Just about four blocks north of Raymond James Stadium, Sheaffer Marine has quietly been building some of the boating industry’s most respected hybrid sportfishing boats for the past 21 years. Ben Sheaffer and his team were among the first builders to design a boat series that was just as effective in-shore as it was off-shore, which is now a standard option among large sportfishing boat manufacturers.
“Making their own mousetrap,” as Sheaffer phrased it, came naturally after the company had spent the previous three decades repairing other company’s watercraft as “The Boat Doctor,” which first opened in 1967. Sheaffer began working for “The Boat Doctor” when he was a high-schooler in the late 1970s; he acquired the company in 1988 and later renamed it Sheaffer Marine. When it came time to design his own line of boats, Sheaffer took what he learned from years of repairing other manufacturers’ work to create a vessel that will last a lifetime.
“We wanted to make a boat that, when you get rid of it, [you’re doing so because] you want a bigger boat or a smaller boat, or you don’t want a boat anymore. You’re not getting rid of it because it’s falling apart,” Sheaffer says. “We wanted to incorporate newer technologies, different materials and newer design but with an old craftsmanship touch and some traditional, classical [aspects], rather than making it look like some space-age thing.”
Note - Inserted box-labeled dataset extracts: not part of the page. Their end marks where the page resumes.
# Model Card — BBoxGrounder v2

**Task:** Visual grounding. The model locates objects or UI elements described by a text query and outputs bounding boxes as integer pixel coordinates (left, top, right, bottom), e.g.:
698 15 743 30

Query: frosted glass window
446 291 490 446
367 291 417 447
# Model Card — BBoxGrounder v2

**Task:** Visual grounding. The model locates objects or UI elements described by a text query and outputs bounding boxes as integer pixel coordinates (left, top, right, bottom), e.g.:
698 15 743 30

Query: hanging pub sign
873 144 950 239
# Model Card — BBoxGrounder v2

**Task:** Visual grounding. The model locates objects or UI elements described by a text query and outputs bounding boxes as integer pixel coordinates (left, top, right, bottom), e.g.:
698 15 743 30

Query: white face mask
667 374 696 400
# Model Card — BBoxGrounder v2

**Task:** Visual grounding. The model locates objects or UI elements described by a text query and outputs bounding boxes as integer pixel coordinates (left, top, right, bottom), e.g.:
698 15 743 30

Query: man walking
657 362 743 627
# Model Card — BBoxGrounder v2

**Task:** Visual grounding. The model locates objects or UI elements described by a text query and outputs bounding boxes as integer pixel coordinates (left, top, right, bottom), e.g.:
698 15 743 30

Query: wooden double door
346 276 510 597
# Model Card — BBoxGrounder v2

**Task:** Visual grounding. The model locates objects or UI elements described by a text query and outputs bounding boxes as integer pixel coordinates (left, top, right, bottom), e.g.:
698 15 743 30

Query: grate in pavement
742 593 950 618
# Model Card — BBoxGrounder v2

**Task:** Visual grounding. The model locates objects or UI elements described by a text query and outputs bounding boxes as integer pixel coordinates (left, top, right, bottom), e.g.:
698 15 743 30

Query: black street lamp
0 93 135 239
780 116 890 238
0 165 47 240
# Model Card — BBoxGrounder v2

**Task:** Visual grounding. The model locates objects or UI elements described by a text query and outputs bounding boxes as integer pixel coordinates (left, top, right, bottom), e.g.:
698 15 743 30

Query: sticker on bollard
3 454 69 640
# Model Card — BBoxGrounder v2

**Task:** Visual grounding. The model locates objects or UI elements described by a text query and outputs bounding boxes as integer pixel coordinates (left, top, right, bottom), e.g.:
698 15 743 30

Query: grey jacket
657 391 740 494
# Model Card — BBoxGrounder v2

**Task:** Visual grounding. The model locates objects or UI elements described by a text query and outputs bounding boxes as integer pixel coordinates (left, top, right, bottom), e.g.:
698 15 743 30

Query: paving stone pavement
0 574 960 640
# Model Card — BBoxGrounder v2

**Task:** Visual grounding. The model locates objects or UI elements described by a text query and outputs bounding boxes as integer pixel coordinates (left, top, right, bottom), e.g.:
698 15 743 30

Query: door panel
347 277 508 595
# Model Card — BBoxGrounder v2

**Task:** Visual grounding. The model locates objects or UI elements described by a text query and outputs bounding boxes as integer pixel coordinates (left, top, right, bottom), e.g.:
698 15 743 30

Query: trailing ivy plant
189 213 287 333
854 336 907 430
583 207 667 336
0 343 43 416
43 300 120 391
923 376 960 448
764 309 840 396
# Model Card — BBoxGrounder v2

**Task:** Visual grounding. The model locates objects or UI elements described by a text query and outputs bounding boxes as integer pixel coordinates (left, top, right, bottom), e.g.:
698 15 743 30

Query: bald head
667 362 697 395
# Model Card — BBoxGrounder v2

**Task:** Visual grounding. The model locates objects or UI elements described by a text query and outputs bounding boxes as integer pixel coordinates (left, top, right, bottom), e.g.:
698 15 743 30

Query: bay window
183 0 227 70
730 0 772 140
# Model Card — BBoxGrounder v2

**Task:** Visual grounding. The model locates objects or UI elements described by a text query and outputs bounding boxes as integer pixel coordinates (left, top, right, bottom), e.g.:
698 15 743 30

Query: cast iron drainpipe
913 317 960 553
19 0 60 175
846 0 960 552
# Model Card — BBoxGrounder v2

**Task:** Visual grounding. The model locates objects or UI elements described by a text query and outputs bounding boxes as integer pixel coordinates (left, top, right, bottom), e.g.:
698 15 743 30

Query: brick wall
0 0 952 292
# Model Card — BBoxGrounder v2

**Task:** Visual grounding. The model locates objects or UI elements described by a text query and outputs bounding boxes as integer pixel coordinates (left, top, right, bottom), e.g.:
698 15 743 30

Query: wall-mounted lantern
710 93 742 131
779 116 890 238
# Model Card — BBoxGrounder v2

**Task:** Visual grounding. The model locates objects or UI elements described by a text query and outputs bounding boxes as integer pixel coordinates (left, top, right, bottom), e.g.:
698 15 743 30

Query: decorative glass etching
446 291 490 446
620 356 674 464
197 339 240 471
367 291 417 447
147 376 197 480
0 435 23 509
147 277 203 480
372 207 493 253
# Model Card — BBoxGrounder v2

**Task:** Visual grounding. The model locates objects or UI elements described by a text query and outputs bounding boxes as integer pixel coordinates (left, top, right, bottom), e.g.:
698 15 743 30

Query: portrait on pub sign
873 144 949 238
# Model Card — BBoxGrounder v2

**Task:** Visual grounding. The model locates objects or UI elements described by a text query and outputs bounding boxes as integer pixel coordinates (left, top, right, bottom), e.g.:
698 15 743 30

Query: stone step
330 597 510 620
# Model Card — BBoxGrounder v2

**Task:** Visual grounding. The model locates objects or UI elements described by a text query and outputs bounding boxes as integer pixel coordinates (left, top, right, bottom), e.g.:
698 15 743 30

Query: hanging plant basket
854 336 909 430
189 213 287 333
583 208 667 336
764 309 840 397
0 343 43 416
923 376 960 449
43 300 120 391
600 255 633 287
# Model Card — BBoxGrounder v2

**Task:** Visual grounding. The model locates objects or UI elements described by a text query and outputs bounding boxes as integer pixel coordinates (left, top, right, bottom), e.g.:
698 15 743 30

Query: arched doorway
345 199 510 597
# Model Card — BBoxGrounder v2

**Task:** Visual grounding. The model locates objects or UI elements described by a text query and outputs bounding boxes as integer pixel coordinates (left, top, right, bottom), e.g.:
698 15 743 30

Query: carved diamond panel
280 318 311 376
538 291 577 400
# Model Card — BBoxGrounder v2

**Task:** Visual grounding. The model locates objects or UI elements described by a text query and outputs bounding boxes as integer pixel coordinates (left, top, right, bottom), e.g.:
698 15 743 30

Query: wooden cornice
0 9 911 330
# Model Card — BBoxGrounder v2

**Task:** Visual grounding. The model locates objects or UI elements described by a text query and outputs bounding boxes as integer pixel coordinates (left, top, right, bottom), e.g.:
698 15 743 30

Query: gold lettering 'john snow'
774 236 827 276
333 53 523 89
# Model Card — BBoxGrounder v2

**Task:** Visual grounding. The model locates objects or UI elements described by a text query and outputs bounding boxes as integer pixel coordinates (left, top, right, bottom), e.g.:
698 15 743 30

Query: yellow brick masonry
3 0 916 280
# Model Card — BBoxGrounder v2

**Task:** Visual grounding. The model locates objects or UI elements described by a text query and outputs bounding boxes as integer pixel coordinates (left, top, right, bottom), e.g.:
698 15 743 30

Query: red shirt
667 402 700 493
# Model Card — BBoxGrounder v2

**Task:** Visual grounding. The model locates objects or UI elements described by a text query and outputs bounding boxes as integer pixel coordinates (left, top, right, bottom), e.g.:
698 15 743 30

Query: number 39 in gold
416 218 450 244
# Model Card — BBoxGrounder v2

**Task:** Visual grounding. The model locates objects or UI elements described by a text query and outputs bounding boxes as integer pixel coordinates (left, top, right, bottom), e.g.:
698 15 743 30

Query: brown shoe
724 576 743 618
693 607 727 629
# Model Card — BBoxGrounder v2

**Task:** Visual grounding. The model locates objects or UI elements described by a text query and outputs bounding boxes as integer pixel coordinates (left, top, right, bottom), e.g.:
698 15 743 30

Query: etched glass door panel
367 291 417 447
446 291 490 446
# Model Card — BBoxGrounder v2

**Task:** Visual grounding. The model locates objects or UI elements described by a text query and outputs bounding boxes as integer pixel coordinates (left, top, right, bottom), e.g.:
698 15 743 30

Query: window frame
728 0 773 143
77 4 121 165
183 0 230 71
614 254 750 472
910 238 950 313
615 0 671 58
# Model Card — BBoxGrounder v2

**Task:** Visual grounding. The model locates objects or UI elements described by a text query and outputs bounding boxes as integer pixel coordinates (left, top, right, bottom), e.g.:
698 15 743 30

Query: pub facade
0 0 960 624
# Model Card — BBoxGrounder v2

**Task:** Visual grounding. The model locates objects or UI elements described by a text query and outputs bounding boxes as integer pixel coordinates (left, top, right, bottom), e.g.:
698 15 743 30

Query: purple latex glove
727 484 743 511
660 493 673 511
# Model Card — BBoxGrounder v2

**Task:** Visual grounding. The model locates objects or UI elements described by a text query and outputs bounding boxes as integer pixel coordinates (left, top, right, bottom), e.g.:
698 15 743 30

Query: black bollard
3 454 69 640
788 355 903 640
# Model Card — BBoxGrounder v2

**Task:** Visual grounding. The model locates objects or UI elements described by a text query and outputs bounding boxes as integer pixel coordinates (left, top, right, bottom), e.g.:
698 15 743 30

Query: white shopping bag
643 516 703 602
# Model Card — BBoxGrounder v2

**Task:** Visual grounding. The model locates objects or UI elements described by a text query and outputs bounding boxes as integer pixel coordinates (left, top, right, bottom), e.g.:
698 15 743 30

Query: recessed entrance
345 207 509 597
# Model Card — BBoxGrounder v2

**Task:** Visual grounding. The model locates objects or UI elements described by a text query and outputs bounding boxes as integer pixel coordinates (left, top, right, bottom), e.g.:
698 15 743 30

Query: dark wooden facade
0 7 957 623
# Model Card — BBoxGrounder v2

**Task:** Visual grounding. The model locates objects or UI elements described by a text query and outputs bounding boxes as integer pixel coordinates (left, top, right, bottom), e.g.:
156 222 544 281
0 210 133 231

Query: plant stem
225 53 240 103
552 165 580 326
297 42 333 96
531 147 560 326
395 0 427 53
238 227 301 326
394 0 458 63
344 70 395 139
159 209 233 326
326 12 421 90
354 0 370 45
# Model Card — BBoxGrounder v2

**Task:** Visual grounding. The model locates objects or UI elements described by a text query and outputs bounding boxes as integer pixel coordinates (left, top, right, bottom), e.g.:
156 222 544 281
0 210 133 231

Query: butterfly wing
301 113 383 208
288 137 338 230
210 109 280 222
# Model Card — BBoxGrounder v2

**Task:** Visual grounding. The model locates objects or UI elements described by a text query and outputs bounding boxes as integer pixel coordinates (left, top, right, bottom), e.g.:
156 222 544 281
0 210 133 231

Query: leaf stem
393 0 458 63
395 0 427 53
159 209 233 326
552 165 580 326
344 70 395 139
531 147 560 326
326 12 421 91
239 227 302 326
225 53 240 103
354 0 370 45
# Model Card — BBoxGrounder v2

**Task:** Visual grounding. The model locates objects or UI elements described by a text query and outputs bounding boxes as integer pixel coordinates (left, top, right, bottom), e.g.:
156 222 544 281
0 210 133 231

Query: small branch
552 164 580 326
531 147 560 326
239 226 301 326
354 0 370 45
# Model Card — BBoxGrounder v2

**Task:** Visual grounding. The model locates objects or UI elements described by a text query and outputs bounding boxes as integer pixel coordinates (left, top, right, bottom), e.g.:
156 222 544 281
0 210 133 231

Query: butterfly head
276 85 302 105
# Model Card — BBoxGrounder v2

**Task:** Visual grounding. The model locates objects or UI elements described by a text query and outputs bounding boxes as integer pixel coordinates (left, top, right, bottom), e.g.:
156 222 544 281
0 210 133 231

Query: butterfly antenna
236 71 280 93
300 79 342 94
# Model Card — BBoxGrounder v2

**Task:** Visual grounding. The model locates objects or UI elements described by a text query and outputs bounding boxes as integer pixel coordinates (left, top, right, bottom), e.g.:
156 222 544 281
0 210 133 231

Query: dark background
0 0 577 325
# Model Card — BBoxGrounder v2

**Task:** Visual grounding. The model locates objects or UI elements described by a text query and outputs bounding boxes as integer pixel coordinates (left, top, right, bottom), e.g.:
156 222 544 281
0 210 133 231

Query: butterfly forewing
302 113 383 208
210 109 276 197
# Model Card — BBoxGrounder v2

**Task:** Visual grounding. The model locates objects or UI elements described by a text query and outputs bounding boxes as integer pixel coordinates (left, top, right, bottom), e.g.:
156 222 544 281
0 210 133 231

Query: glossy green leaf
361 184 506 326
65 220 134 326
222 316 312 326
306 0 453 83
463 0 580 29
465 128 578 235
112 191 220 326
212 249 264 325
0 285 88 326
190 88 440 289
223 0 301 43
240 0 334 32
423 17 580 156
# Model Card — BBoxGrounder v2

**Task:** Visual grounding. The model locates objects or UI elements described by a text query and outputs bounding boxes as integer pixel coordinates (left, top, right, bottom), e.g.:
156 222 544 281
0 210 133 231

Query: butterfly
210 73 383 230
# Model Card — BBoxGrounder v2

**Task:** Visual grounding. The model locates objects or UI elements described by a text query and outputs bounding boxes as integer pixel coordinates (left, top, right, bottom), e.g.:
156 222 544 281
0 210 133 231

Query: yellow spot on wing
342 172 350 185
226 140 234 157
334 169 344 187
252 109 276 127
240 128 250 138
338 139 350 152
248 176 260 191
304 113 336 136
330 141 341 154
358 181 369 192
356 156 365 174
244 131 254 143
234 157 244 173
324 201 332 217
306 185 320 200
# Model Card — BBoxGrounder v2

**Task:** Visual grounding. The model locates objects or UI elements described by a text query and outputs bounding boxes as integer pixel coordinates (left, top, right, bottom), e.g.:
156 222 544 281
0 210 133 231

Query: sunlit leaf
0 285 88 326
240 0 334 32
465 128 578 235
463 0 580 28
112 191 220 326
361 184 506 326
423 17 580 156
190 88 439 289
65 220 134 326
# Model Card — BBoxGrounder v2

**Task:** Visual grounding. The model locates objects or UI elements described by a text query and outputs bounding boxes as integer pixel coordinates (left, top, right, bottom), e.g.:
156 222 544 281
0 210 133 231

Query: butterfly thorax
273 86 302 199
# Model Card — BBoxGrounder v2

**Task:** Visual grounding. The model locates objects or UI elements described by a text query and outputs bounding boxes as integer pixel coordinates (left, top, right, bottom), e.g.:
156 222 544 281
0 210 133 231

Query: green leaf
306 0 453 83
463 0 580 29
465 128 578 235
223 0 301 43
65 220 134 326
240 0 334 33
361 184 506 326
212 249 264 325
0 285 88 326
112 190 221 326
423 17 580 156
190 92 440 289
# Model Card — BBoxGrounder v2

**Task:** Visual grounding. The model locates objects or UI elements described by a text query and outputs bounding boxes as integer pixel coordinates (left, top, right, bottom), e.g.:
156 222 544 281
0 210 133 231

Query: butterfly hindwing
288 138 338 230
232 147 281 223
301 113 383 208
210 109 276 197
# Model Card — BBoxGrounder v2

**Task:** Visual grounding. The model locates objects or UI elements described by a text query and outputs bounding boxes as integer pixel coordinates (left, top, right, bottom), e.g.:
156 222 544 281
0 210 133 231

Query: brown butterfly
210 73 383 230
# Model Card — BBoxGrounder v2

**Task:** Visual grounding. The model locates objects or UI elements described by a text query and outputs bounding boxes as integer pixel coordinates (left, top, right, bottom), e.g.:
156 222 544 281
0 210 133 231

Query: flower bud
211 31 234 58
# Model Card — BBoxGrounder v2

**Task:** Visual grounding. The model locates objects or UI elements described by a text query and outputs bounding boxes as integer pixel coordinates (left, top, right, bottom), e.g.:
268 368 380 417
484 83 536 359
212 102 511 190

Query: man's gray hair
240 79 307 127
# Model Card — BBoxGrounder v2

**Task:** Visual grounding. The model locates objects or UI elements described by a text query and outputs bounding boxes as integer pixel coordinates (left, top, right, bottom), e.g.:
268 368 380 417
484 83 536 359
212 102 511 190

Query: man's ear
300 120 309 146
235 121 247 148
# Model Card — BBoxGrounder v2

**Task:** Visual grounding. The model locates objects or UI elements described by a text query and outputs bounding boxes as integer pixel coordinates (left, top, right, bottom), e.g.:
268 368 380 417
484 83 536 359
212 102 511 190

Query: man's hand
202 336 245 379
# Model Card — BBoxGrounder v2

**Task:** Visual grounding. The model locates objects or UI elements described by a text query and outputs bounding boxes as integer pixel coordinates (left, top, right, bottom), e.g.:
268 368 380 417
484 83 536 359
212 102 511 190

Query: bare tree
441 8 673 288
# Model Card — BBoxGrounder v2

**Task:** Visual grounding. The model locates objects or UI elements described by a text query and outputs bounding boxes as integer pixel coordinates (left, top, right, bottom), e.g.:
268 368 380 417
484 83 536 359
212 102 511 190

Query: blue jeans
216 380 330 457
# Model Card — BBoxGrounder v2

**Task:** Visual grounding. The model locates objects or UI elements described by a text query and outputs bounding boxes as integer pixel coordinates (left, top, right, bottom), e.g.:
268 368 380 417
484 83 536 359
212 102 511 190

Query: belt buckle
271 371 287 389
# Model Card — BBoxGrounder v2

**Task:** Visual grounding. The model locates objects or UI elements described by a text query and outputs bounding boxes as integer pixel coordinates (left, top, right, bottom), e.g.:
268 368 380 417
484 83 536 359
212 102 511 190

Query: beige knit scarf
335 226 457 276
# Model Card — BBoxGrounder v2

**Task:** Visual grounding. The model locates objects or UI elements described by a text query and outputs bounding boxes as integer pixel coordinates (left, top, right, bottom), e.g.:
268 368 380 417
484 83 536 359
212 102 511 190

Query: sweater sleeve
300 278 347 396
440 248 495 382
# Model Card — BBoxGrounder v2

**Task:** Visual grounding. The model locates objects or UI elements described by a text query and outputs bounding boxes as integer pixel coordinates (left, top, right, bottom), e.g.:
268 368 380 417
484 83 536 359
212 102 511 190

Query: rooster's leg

Though they still do repair work for big-name builders like Grady White and U.S. Marine, Sheaffer estimates that manufacturing of his company’s S240 and S280 makes up 80% of their business. The company has been building essentially the same boat for two decades. It’s a unique model: A versatile family and fishing boat with features and accommodations for use both in-shore and off-shore.
All the boats that have ever born the Sheaffer name are still floating, in areas ranging from the Texas Gulf Coast to the Chesapeake Bay (including hull No. 2, docked at the Tampa Yacht Club). By focusing on a few main points — like solid design, quality materials, relevant features and functions, simple maintenance and repairs, and top-notch service — Sheaffer says they’ve been able to create a loyal, repeat customer base.
“I don’t try to get a customer. I try to keep a customer,” Sheaffer says. “I’d rather you come back 10 times than get 10 new customers.”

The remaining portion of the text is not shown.